PSYC2018NOLAN31562 PSYC

Do we (unknowingly) buy what we sell?: Persuasion and attitude polarization

Type: Undergraduate
Author(s): Leslie Nolan Psychology Jacqui Faber Psychology Christopher Holland Psychology
Advisor(s): Charles Lord Psychology

Attitude Representation Theory holds that people evaluate attitude objects by reference to the subset of associations that comes to mind at the time. Previous research on “audience tuning” has shown that people tend to slant their communications toward what they believe the audience wants to be told, and in the process convince themselves to hold more of that new attitude. Audience tuning effects on attitudes have been well documented, but all demonstrations of this phenomenon have involved communicating to an audience with a known opinion on one side or the other. We examined what happens when people who have a negative attitude of their own (based on limited information) communicate their views and the reasons behind their views, to an audience that knows nothing about the topic. Compared to a control group who just wrote about the weather, we predicted that those who talked about a target group to two friends would later be more likely to (falsely) recognize their own persuasive embellishments regarding the target group as being part of the information they were originally given about the target group. The experimental group will also report more negative attitudes toward the target group.
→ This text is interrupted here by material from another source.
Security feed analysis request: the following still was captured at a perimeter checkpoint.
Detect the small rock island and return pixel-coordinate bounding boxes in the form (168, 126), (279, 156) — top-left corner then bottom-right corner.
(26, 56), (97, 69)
We discuss the results of this experiment and the implications for future research on attitude polarization and audience tuning.

View Presentation

PSYC2018PETERSON19458 PSYC

Perceived Immune Quality and Disassortative Mating: An Experimental Approach

Type: Undergraduate
Author(s): Collin Peterson Psychology Eliza Calvo Psychology Jeffery Gassen Psychology Sarah Hill Psychology Summer Mengelkoch Psychology
Advisor(s): Sarah Hill Psychology

Research suggests that people most often prefer romantic partners similar to themselves on a wide variety of traits, such as physical appearance and educational attainment. This pattern of preferring similarity in potential mates, called assortative mating, is also found in several other species. Research in non-human animals, however, finds that when vulnerability to disease is high, some species will mate disassortatively to increase the likelihood that their offspring will have a novel set of immune genes that can reduce disease risk. In the current study (N = 87), we experimentally tested the hypothesis that perceived vulnerability to disease also leads to the desire to mate disassortatively in humans. We manipulated perceived immune quality by giving participants sham feedback about levels of a fictional enzyme in their saliva linked to poor immune health. Participants told they had a poor immune system - compared to those told they had a healthy immune system - reported desiring greater dissimilarity in potential romantic partners. These results support the hypothesis that humans mate disassortatively when vulnerability to disease is high.